City analysts think he will take advantage of the sharp fall in inflation to 2.6 per cent in December, announced on Friday, and of the rising hopes that German interest rates may soon be lowered.

Speculation that the Bundesbank and the Banque de France were planning an imminent, co-ordinated reduction in interest rates surfaced in financial markets on Friday. The Bundesbank president, Helmut Schlesinger, said last week that there might be some leeway for German monetary policy. Official statistics showed the third consecutive quarterly fall in Germany's national output.

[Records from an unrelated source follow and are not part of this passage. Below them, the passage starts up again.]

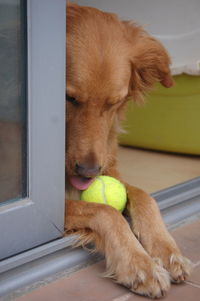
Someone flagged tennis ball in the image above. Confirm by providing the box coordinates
[81,176,126,212]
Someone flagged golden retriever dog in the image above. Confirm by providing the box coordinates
[65,3,191,298]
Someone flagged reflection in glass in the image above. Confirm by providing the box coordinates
[0,0,26,202]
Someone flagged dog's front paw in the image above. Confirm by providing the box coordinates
[107,253,170,299]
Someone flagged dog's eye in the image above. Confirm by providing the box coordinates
[66,94,79,106]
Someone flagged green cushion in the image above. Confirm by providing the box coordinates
[119,75,200,155]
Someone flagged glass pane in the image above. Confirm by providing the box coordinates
[0,0,27,202]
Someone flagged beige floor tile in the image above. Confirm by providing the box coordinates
[17,221,200,301]
[118,147,200,193]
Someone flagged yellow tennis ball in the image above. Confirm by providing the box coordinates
[81,176,127,212]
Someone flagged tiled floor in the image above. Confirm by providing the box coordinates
[16,221,200,301]
[118,147,200,193]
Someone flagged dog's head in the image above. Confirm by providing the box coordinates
[66,4,173,189]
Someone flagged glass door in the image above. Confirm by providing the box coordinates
[0,0,65,259]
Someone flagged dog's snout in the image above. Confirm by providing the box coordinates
[75,163,101,178]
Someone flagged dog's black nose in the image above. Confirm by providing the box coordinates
[75,164,101,178]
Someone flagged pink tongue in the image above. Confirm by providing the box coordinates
[69,176,94,190]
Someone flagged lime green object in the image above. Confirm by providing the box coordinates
[119,75,200,155]
[81,176,126,212]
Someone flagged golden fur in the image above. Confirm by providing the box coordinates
[65,4,191,298]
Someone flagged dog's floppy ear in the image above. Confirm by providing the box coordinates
[124,22,174,102]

However, the Bundesbank is unlikely to authorise lower rates before the Bonn government agrees a 'solidarity pact' on wages, public spending, taxation and finance for the east with trade unions, employers, banks and opposition parties. The government claimed last week that it was close to a deal, but proof has still to emerge. Nevertheless, some analysts think the Bundesbank could nudge German market rates slightly lower from the current 8.6 per cent at this Thursday's meeting of the central bank council.

The prospect of a German cut next month has fuelled expectations that the Chancellor might cut rates before the Budget. Norman Lamont had been expected to extract maximum political advantage from a reduction in rates, now 7 per cent, by announcing it alongside a tight Budget.

On the domestic front, Mr Lamont can point to comforting inflation trends, with the headline rate (depressed by mortgage cuts) falling close to, and possibly below, 2 per cent. The underlying rate (excluding mortgages) is expected to stay below the Government's 4 per cent ceiling for some time.

Kevin Gardiner, UK economist at Warburg Securities, said: 'The motivation for the next cut in rates is likely to be political. It will show that the Chancellor is seen to be doing something even as the economy slowly starts to turn around.'

Glenn Davies, chief economist of Credit Lyonnais Securities, added: 'Politically there may be not much to gain in cutting rates before the Budget, but I think we will get one when it becomes evident that the recovery is delayed.'

Official UK figures this week will emphasise that recovery is far from entrenched. December retail sales are forecast to rise by 0.5 per cent, when figures are released on Wednesday, and the CBI is expected to release a positive retail survey the day before. But a report out tomorrow by Business Strategies Ltd, based on recent Gallup surveys of consumer confidence, warns the recovery will be 'stillborn' unless sentiment improves soon.

Christmas was a patchy experience for retailers, and car sales, after recent sharp gains, appear to be slipping, BSL says.

Figures for December unemployment, on Thursday, are expected to show a seasonally adjusted rise of 35,000 from the present total of 2.909 million. The rise will confirm fears that the 3 million mark could be breached by the time of the Budget.